Identifying and reprogramming softness-driven cancer stem-like cells overcomes CAR-T cell resistance in solid tumours
摘要
Solid tumours show substantial mechanical heterogeneity, yet how such cues influence the susceptibility of cancer cells to T cell-based therapies remains unclear. Here we discover that cancer cells grown on soft matrices are less sensitive to chimeric antigen receptor T cell cytotoxicity and exhibit elevated extracellular adenosine triphosphate and sustained calcium activity. To understand the mechanisms underlying this reduced killing, we sought to identify the cells that respond to mechanical softness. We engineered a doxycycline-gated calcium-activated transcriptional mechano-recorder that integrates softness-induced calcium activity over a defined recording window and converts this prior signalling history into a stable fluorescent output that persists for days. Unlike real-time calcium indicators, which report instantaneous calcium activity only at the moment of imaging, this recorder preserves a sortable transcriptional mark, enabling selective labelling and profiling of cells according to their past mechanosensing activity.

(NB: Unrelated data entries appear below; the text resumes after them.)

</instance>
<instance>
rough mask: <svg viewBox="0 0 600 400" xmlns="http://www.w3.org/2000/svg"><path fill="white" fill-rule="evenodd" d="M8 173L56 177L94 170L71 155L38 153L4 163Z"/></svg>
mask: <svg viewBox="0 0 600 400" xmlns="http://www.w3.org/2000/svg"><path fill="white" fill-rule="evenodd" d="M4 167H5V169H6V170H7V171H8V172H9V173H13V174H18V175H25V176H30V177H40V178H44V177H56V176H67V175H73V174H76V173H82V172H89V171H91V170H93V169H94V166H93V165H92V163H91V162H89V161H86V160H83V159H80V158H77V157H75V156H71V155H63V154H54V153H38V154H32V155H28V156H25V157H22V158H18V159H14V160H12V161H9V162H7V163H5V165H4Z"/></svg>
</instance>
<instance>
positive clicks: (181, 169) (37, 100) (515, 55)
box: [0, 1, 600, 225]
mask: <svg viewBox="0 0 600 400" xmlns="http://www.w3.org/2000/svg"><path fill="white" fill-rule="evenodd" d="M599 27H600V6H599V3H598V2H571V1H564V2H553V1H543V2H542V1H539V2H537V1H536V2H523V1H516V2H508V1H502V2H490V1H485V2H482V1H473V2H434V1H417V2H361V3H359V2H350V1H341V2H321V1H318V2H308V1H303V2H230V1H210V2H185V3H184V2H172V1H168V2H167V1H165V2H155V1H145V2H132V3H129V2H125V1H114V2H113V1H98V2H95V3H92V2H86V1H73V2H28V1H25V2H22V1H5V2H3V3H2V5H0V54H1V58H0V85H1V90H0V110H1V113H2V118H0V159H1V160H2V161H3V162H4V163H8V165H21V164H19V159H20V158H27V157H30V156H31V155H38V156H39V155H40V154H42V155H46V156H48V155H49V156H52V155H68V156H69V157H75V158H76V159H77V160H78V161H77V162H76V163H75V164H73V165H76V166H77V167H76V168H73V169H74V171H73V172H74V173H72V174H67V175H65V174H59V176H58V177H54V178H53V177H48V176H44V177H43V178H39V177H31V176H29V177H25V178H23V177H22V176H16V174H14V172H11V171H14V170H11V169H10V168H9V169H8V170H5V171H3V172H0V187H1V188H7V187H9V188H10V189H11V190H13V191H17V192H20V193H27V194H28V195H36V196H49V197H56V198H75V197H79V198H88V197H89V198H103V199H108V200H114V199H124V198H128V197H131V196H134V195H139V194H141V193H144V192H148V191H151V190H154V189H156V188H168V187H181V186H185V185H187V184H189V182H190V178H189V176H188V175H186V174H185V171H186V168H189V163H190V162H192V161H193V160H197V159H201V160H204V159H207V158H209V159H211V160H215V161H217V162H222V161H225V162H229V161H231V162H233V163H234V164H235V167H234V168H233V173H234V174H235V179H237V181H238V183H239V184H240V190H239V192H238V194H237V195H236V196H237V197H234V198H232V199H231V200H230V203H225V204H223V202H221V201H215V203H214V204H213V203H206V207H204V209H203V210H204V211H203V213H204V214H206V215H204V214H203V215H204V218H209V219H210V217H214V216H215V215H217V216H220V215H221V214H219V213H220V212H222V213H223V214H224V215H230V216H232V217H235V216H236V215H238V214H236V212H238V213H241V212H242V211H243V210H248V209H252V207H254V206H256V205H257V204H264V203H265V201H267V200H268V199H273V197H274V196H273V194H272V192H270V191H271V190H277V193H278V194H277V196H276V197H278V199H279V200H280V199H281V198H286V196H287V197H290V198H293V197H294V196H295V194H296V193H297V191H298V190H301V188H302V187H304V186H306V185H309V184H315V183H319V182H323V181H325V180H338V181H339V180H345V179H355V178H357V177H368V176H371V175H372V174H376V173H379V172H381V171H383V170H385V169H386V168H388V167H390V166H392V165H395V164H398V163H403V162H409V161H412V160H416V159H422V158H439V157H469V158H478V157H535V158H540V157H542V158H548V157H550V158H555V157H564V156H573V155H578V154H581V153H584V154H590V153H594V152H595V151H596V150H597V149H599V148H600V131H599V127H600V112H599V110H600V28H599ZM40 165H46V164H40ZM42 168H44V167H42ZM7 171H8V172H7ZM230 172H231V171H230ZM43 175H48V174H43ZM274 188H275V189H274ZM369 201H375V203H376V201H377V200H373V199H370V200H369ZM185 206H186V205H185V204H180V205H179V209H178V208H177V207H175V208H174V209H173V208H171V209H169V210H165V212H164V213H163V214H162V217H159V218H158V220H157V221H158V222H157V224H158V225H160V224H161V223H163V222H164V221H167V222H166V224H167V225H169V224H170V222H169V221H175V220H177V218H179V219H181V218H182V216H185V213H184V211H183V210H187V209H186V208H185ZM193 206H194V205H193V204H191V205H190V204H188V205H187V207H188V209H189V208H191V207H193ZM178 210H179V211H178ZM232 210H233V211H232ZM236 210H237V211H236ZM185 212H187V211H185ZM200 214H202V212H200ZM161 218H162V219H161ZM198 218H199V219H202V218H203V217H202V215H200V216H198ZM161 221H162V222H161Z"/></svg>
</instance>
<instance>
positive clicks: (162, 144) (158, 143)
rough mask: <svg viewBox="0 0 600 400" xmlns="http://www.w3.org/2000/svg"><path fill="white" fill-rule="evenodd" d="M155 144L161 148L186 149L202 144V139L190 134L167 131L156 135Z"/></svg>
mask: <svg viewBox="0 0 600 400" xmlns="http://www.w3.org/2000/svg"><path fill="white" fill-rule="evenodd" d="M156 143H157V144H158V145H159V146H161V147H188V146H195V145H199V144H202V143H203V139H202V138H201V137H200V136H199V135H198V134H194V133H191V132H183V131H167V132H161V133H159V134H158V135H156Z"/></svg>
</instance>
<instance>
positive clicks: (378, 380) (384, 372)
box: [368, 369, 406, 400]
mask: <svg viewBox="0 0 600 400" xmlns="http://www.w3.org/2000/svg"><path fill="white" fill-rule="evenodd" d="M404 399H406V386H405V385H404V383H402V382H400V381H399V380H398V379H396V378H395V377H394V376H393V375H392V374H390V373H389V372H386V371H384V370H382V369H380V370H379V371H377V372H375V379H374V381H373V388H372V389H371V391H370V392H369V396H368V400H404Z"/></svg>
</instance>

Transcriptomic analyses showed that recorder-positive cells adopt a stem-like programme, including epithelial–mesenchymal transition, hypoxia responses, oncogenic signalling and elevated stemness markers, across cancer cell lines and patient-derived samples. To render these resistant cells targetable, we rewired the mechano-recorder into a mechano-reprogrammer by replacing the fluorescent output with the clinically validated antigen CD19, enabling softness-responsive cells to be recognized by CD19-directed T cells. This rewired system improved elimination of stem-like cancer cells in culture and animal models, converting mechanobiological resistance into therapeutic vulnerability.